Comic books at the commercial end of the scale are mostly the stuff of fantasy. Marvel didn’t build its universe and Osamu Tezuka didn’t become the “god of manga” with tales of the everyday and familiar. However, some comic creators — Harvey Pekar in the United States, Yoshiharu Tsuge in Japan — developed more personal, realistic approaches that won critical kudos, if not big checks for movie rights.

In Takahiro Horie’s “Sensei, Would You Sit Beside Me?” Sawako Hayakawa (Haru Kuroki) is a successful and in-demand artist who thrills her perky, all-business editor, Chika (the single-named Nao), with an idea for a series based on her own life, her troubled marriage included. To her husband’s dismay, her new manga seems drawn directly from her daily existence, almost word for word and revelation by disturbing revelation.

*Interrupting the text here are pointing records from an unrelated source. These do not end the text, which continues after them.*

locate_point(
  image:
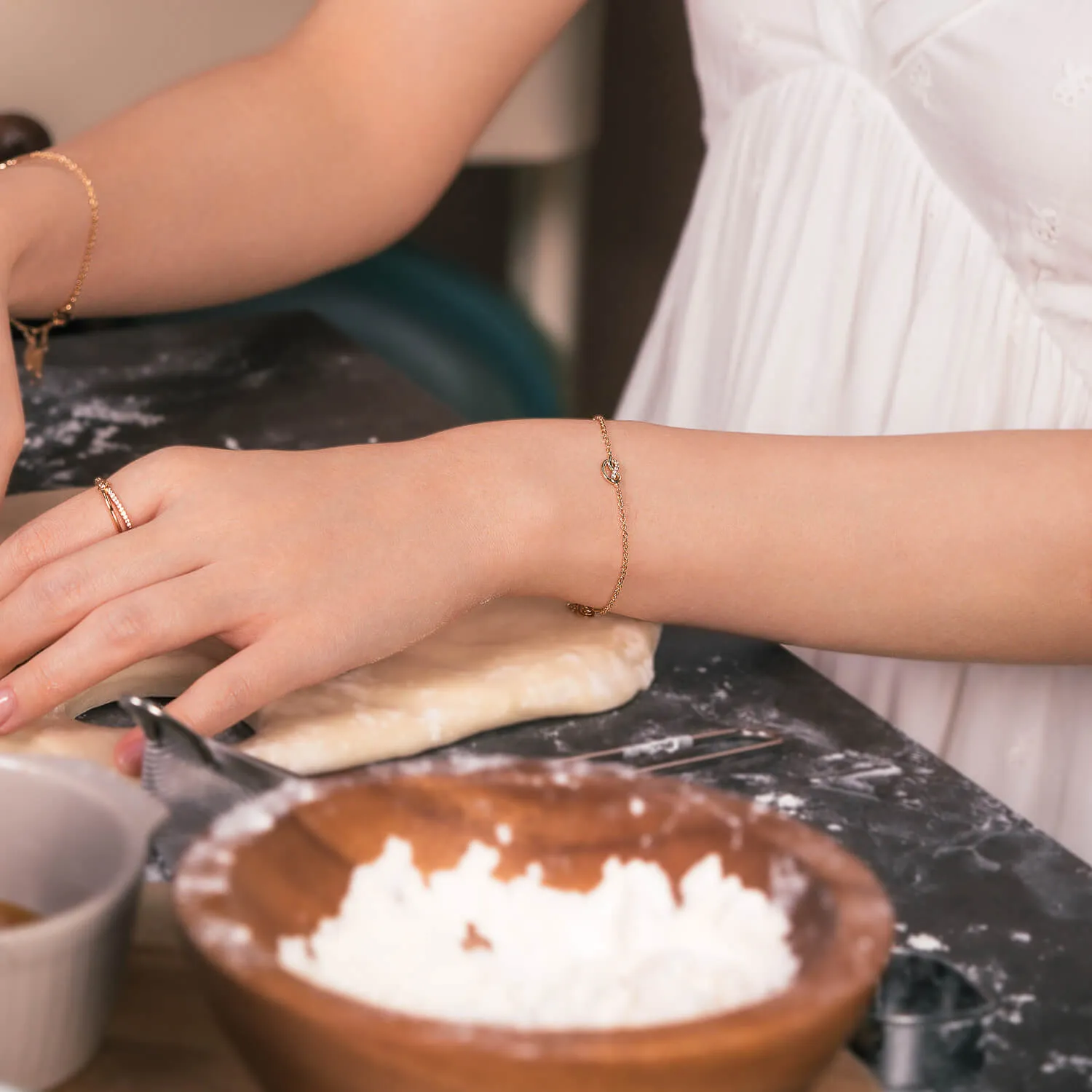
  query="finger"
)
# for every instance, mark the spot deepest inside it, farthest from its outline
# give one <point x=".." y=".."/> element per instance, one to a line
<point x="146" y="622"/>
<point x="218" y="700"/>
<point x="76" y="524"/>
<point x="253" y="677"/>
<point x="55" y="598"/>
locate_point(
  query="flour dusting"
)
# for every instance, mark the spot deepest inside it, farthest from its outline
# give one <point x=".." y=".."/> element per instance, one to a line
<point x="463" y="946"/>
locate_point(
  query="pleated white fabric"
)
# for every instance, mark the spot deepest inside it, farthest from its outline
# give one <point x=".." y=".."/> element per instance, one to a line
<point x="893" y="234"/>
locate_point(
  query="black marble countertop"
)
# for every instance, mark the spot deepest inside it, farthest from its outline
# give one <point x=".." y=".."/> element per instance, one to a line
<point x="969" y="878"/>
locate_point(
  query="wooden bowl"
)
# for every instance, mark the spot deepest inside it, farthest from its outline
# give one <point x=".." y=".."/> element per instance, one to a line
<point x="277" y="866"/>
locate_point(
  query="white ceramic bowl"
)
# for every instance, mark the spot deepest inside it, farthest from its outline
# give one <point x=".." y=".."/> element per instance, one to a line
<point x="74" y="843"/>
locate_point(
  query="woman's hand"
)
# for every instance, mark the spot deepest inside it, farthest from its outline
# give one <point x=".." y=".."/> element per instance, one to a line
<point x="306" y="563"/>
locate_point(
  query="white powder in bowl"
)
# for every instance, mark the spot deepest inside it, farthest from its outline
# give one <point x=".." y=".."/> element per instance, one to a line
<point x="464" y="946"/>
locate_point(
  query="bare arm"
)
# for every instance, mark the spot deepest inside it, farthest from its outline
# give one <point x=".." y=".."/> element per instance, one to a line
<point x="972" y="546"/>
<point x="271" y="170"/>
<point x="963" y="546"/>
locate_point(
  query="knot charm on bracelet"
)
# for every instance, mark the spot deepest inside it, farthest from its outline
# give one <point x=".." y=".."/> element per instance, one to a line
<point x="612" y="474"/>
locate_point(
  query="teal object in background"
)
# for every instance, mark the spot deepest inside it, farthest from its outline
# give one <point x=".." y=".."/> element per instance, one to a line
<point x="450" y="331"/>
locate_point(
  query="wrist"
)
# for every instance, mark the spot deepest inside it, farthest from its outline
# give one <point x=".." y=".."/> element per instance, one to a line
<point x="550" y="521"/>
<point x="43" y="234"/>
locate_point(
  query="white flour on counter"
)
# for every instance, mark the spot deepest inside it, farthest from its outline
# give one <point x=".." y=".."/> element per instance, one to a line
<point x="467" y="947"/>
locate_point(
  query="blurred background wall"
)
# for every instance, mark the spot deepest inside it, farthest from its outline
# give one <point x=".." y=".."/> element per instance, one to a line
<point x="542" y="205"/>
<point x="644" y="170"/>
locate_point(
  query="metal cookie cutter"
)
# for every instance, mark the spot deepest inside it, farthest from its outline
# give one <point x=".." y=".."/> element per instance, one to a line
<point x="925" y="1026"/>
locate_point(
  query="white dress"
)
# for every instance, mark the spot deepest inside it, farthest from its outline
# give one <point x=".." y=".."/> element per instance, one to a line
<point x="893" y="233"/>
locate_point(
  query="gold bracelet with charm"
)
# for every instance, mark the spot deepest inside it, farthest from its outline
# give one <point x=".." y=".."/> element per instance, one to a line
<point x="612" y="473"/>
<point x="37" y="336"/>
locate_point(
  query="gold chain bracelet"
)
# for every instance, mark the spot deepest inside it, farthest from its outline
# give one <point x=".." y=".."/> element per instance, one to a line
<point x="612" y="473"/>
<point x="37" y="336"/>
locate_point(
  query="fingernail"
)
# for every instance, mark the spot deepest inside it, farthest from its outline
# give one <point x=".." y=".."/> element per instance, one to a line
<point x="129" y="753"/>
<point x="7" y="705"/>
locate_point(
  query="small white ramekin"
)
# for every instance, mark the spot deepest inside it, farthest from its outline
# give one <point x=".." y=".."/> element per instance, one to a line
<point x="74" y="844"/>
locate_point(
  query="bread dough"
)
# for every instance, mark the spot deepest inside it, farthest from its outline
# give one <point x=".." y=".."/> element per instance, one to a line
<point x="502" y="663"/>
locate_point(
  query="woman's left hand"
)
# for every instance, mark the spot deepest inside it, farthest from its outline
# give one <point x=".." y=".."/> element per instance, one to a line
<point x="306" y="563"/>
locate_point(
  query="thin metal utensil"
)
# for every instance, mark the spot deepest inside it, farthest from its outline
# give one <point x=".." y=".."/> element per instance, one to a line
<point x="200" y="779"/>
<point x="764" y="740"/>
<point x="696" y="759"/>
<point x="196" y="778"/>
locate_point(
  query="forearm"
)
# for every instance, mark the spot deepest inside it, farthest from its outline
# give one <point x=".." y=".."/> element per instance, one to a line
<point x="971" y="546"/>
<point x="271" y="170"/>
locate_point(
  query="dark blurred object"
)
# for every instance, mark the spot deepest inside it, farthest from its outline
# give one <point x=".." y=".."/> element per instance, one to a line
<point x="20" y="135"/>
<point x="925" y="1026"/>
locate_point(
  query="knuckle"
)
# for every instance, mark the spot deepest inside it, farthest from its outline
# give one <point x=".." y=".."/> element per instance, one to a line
<point x="234" y="696"/>
<point x="59" y="590"/>
<point x="43" y="684"/>
<point x="124" y="624"/>
<point x="31" y="547"/>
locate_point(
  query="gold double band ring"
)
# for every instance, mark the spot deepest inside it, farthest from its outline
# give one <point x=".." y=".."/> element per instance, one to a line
<point x="114" y="506"/>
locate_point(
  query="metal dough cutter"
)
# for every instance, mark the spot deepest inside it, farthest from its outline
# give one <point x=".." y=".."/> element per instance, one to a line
<point x="200" y="779"/>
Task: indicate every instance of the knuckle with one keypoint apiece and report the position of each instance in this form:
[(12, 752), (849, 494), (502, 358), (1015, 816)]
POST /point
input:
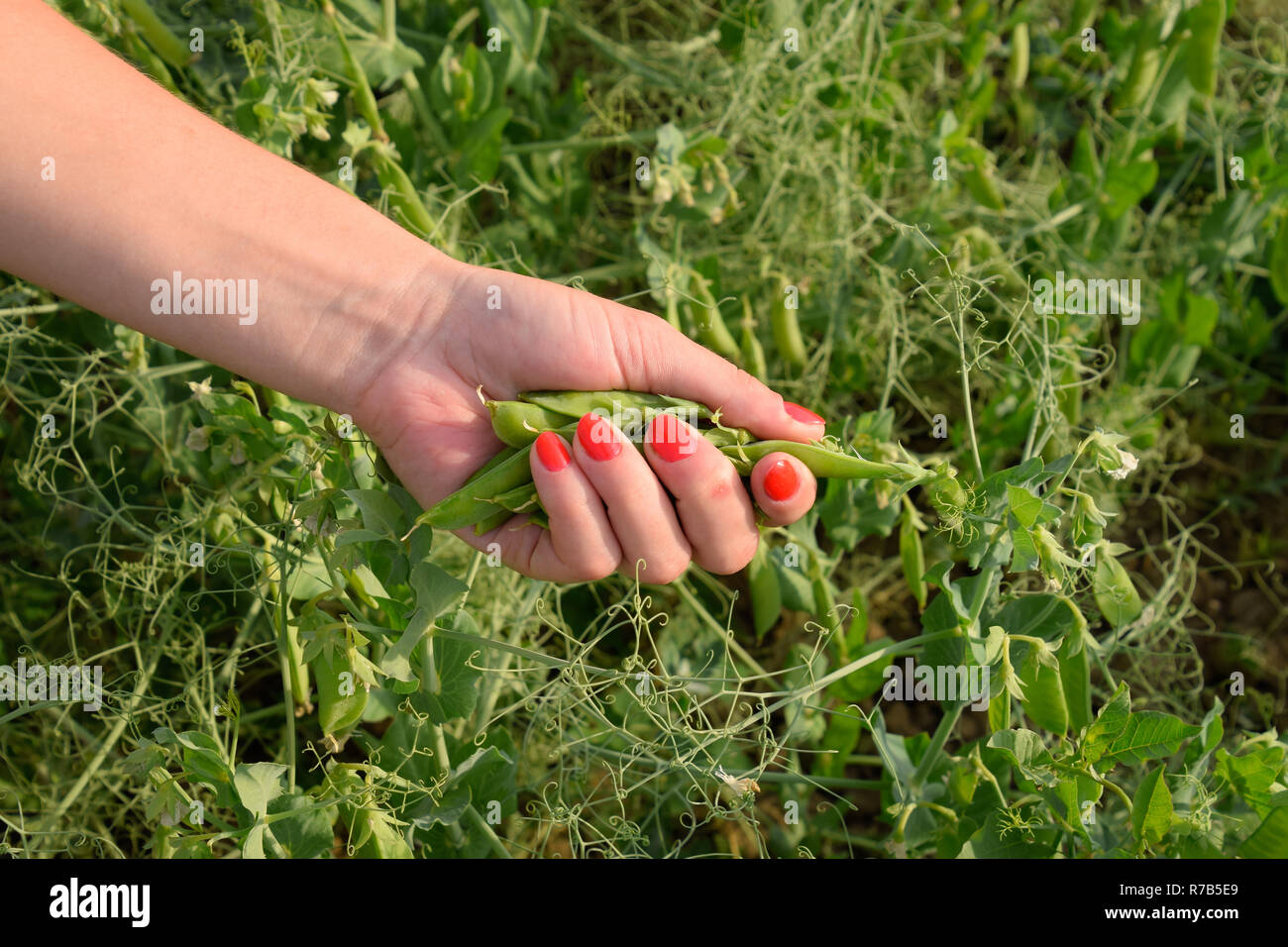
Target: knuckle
[(732, 556), (599, 566), (664, 570)]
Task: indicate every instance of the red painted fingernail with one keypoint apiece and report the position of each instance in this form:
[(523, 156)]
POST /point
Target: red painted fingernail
[(670, 438), (552, 453), (800, 414), (597, 437), (781, 480)]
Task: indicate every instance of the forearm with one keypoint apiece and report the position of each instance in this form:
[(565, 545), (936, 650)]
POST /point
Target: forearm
[(145, 187)]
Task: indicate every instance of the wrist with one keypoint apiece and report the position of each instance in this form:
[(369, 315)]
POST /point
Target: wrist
[(399, 328)]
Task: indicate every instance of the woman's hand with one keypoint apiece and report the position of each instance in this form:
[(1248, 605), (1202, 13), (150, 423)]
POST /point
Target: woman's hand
[(610, 505)]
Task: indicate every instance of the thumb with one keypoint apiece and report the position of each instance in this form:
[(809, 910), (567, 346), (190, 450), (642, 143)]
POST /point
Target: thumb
[(656, 357)]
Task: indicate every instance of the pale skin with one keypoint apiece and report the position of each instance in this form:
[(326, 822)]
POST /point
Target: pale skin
[(365, 318)]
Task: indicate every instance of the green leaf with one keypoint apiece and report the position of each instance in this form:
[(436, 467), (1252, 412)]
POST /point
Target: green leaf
[(380, 512), (258, 785), (452, 692), (489, 777), (305, 834), (436, 590), (1149, 735), (340, 698), (1125, 187), (838, 741), (1111, 722), (1024, 504), (1151, 808), (1026, 753), (1270, 840)]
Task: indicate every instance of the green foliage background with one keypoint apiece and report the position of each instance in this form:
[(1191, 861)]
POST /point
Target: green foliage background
[(511, 718)]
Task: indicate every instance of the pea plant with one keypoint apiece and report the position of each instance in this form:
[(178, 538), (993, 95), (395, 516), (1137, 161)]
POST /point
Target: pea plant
[(1034, 611)]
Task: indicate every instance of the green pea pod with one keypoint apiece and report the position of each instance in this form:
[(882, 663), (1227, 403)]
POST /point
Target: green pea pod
[(574, 405), (787, 331), (340, 698), (172, 51), (767, 595), (820, 460), (712, 330), (1144, 65), (1043, 697), (472, 502), (362, 94), (488, 523), (1207, 22), (1115, 592), (519, 423), (404, 197), (983, 185), (519, 499), (673, 309), (1018, 67), (498, 458), (752, 352), (1276, 262), (912, 554)]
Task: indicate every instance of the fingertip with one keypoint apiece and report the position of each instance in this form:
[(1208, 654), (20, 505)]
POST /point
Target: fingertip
[(784, 486)]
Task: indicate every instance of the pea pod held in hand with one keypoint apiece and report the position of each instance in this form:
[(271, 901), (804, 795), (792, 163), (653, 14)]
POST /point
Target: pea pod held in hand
[(503, 484)]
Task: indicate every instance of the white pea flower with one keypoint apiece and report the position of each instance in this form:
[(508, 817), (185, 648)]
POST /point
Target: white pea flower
[(1128, 464)]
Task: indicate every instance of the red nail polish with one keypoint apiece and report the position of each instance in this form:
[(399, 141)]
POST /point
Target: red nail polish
[(552, 453), (670, 438), (781, 480), (800, 414), (597, 437)]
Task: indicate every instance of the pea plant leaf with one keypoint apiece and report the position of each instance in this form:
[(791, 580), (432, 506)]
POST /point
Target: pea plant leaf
[(1108, 724), (1116, 595), (1147, 735), (1270, 839), (1026, 753), (307, 831), (452, 690), (1151, 808), (1252, 775)]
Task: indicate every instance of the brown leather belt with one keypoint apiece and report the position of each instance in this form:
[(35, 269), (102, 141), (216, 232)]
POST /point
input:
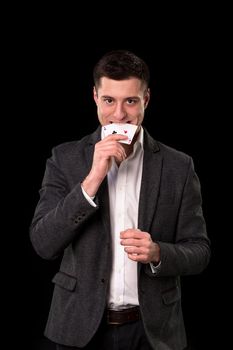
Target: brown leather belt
[(123, 316)]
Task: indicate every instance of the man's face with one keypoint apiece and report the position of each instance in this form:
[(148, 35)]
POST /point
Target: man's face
[(122, 101)]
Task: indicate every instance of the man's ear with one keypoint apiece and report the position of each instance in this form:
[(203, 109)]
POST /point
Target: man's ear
[(147, 98), (95, 96)]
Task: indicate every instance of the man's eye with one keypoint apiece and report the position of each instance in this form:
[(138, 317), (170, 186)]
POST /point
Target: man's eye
[(131, 101), (108, 100)]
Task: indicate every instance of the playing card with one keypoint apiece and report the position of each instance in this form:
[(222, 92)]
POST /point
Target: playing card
[(121, 129)]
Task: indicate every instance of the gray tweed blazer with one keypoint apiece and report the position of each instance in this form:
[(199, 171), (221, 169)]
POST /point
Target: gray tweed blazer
[(65, 223)]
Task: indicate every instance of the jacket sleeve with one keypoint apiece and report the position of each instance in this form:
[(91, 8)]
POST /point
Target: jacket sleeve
[(61, 212), (190, 252)]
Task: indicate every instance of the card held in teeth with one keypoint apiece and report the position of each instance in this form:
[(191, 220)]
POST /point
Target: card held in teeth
[(121, 129)]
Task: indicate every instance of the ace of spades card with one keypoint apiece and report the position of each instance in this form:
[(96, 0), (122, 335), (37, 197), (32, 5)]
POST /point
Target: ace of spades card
[(121, 129)]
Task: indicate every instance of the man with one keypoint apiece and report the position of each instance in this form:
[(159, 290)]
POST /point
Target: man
[(126, 214)]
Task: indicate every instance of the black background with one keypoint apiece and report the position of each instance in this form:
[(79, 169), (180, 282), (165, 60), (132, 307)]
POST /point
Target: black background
[(51, 81)]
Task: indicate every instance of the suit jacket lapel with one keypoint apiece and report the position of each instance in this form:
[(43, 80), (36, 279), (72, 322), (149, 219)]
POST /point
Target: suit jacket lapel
[(103, 196), (152, 166)]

But how often does such an autobiographical story get greenlighted in the real world of big-time manga publishing? Almost never, and yet the film, which Horie scripted from his own award-winning treatment, smooths over its improbabilities with clever plotting, crisp relationship comedy and a fresh take on an age-old theme: adultery. It’s almost too slickly well-made for its own good, but as the story becomes more complex, Sawako’s pain deepens and her anger intensifies. Instead of light entertainment of the smarter sort, the film becomes a piercing look at what makes a marriage survive — or not.